3. Per la determinazione della quota salario di riallineamento di cui ai commi 1 e 2, la data del 31 dicembre 1982 indicata al secondo comma dell'articolo 23 ed al primo comma dell'articolo 26 della legge regionale 49/1984, va sostituita con la data di assunzione o d'inquadramento nel ruolo unico regionale. Ai fini dell'applicazione dell'articolo 26, primo comma, della legge regionale 49/1984, per << stipendio in godimento >> e per << stipendio iniziale >> s'intende, per il personale indicato al comma 1, lo stipendio iniziale previsto per la qualifica d'inquadramento dalla tabella << B >> allegata alla legge regionale 33/1987 oltre all'assegno di cui all'articolo 70 della legge regionale 44/1988 e per il personale indicato al comma 2 lo stipendio iniziale previsto per la qualifica d'assunzione o d'inquadramento dalla tabella << B >> allegata alla legge regionale 8/1991.

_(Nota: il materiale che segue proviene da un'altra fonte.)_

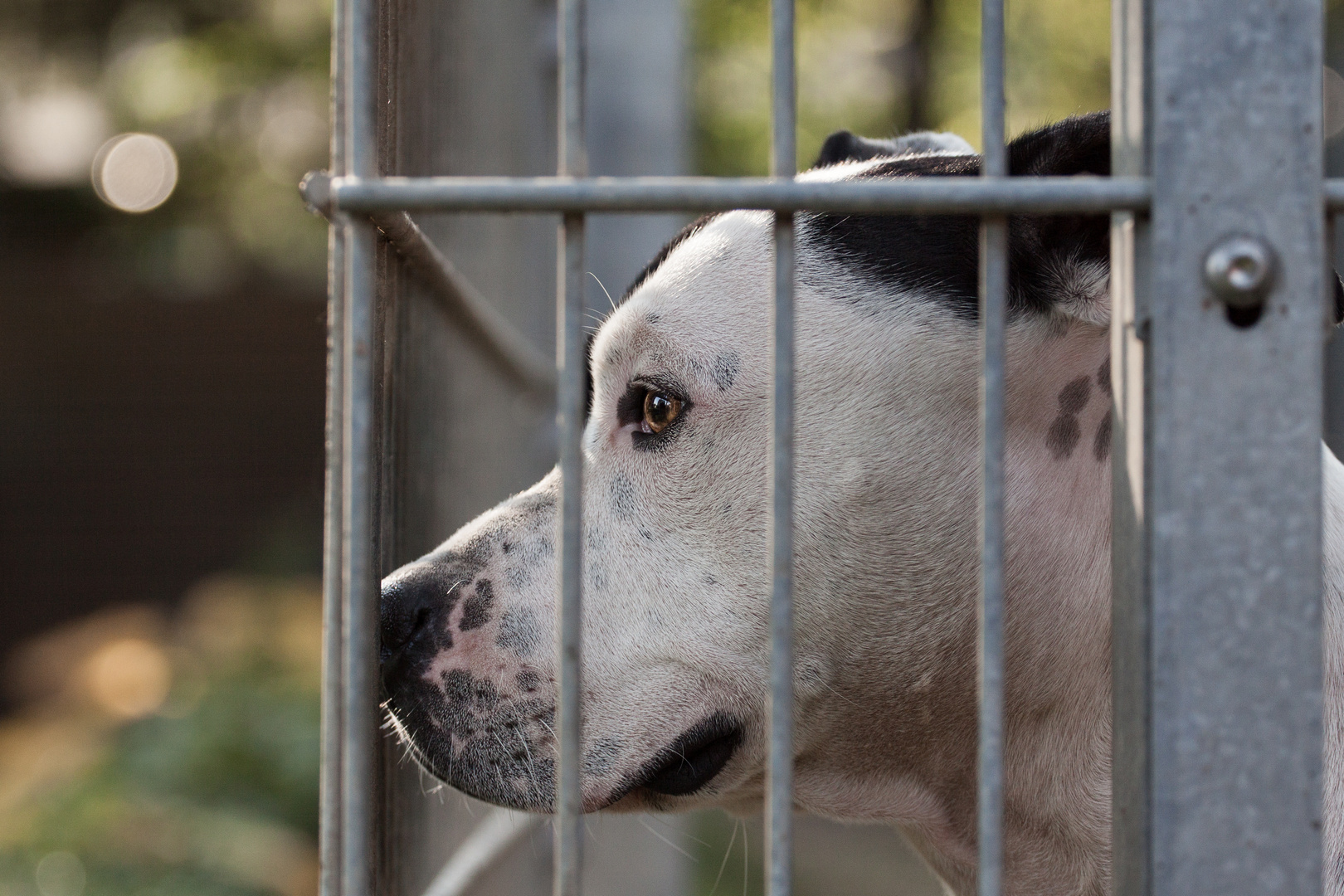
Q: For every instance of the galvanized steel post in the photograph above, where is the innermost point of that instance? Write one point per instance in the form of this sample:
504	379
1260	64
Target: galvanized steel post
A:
993	299
570	406
1233	451
359	577
331	806
784	162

4. Al maturato di anzianità determinato ai sensi dell'articolo 33, comma 4, lettera b), della legge regionale 7 marzo 1990, n. 11, dell'articolo 165, comma 2, lettera b), della legge regionale 18 ottobre 1990, n. 50, dell'articolo 4, comma 5, lettera b), della legge regionale 2 febbraio 1991, n. 7, dell'articolo 34, comma 1, della legge regionale 8/1991, dell'articolo 19, comma 4, lettera b), della legge regionale 17/1992 e dell'articolo 2, comma 5, lettera b), della legge regionale 8 giugno 1993, n. 33 si applicano, con effetto dalle rispettive date d'inquadramento od assunzione in ruolo se successive al 31 dicembre 1988 e comunque con decorrenza non anteriore all'1 luglio 1989, le disposizioni di cui all'articolo 71 della legge regionale 44/1988.

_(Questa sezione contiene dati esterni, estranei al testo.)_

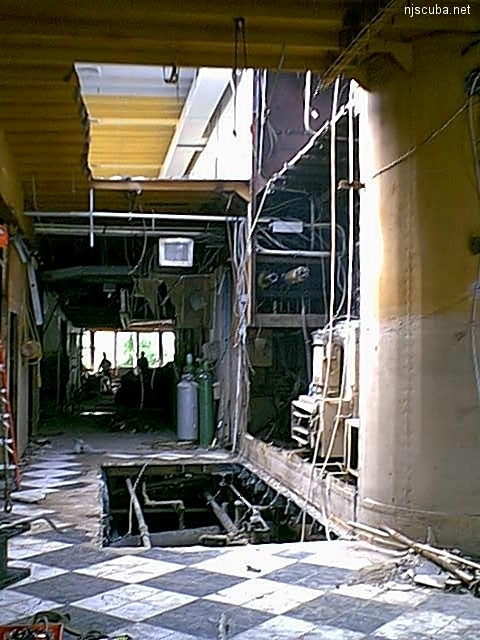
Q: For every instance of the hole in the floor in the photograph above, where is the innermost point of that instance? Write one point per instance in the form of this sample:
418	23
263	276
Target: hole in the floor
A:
211	505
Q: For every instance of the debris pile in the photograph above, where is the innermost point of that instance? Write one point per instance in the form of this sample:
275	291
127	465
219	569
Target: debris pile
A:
455	572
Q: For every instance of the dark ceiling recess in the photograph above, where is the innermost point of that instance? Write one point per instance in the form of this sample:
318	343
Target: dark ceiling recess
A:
284	127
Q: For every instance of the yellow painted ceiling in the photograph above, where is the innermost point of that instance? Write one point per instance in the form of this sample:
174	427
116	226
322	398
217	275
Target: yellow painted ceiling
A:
46	124
130	136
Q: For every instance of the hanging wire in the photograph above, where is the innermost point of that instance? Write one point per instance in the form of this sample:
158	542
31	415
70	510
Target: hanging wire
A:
240	33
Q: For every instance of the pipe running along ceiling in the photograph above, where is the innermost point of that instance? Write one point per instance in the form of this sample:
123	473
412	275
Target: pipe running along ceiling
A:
59	139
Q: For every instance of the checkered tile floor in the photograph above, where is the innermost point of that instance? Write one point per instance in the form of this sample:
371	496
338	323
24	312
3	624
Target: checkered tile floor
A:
309	591
273	591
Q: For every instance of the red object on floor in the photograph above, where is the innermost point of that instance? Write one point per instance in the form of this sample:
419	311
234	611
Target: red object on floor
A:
55	630
3	237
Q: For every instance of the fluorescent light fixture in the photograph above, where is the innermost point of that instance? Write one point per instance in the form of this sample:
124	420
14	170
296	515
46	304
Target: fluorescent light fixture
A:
175	252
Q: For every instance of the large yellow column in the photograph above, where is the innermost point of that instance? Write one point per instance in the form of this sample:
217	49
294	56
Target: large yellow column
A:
420	414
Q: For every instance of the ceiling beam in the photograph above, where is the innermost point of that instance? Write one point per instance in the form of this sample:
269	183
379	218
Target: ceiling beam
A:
91	11
204	186
267	55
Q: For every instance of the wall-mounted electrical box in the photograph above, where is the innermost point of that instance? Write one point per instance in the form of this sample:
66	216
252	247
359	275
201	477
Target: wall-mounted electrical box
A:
175	252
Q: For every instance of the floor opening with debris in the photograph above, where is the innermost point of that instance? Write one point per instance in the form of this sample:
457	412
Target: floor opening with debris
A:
341	589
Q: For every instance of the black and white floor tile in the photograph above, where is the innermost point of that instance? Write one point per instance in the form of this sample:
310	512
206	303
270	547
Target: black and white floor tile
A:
286	592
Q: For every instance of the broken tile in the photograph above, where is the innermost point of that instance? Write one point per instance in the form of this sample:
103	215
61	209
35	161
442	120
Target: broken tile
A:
194	582
280	627
68	588
202	618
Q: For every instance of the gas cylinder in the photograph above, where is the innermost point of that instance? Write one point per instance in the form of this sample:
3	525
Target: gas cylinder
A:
206	406
187	409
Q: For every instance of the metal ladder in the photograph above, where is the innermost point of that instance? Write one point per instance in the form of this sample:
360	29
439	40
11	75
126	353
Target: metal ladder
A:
7	438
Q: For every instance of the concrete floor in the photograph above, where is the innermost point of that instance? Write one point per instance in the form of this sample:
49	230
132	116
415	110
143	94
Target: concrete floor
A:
319	590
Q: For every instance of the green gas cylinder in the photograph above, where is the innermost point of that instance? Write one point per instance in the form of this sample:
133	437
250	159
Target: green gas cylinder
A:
206	406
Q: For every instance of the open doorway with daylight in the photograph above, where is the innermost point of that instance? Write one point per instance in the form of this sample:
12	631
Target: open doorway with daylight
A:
142	271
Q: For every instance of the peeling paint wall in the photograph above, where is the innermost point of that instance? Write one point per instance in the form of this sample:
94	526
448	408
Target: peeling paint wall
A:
17	292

5. Al personale riammesso in servizio successivamente al 31 dicembre 1988, ai sensi dell'articolo 132 del DPR 10 gennaio 1957, n. 3, il maturato di anzianità, determinato alla data di riassunzione ai sensi dell'articolo 57, comma 1, della legge regionale 44/1988, viene rideterminato con effetto dalla data sopraindicata e comunque con decorrenza non anteriore all'1 luglio 1989 mediante applicazione delle disposizioni di cui all'articolo 71 della medesima legge regionale.

6. Ai fini dell'applicazione dell'articolo 71 della legge regionale 44/1988 prevista ai sensi dei commi 2, 4 e 5, per maturato in godimento si intende lo stipendio attribuito alla data d'inquadramento o d'assunzione in ruolo in forza delle disposizioni ivi citate e di quelle contenute nel presente articolo, detratto lo stipendio iniziale della qualifica di appartenenza vigente alla data di inquadramento e, se attribuiti alla data d'inquadramento o di assunzione, l'assegno di cui all'articolo 70 della legge regionale 44/1988 e l'aumento contrattuale di cui all'articolo 32, comma 2, della legge regionale 8/1991. Per il personale inquadrato ai sensi dell'articolo 33 della legge regionale 11/1990 e dell'articolo 4 della legge regionale 7/1991 si detrae lo stipendio iniziale della qualifica d'appartenenza e l'assegno di cui all'articolo 70 della legge regionale 44/1988. Restano ferme le detrazioni degli eventuali scatti anticipati in godimento e dell'eventuale eccedenza del maturato come previsto dal comma 3 dell'articolo 71 della legge regionale 44/1988.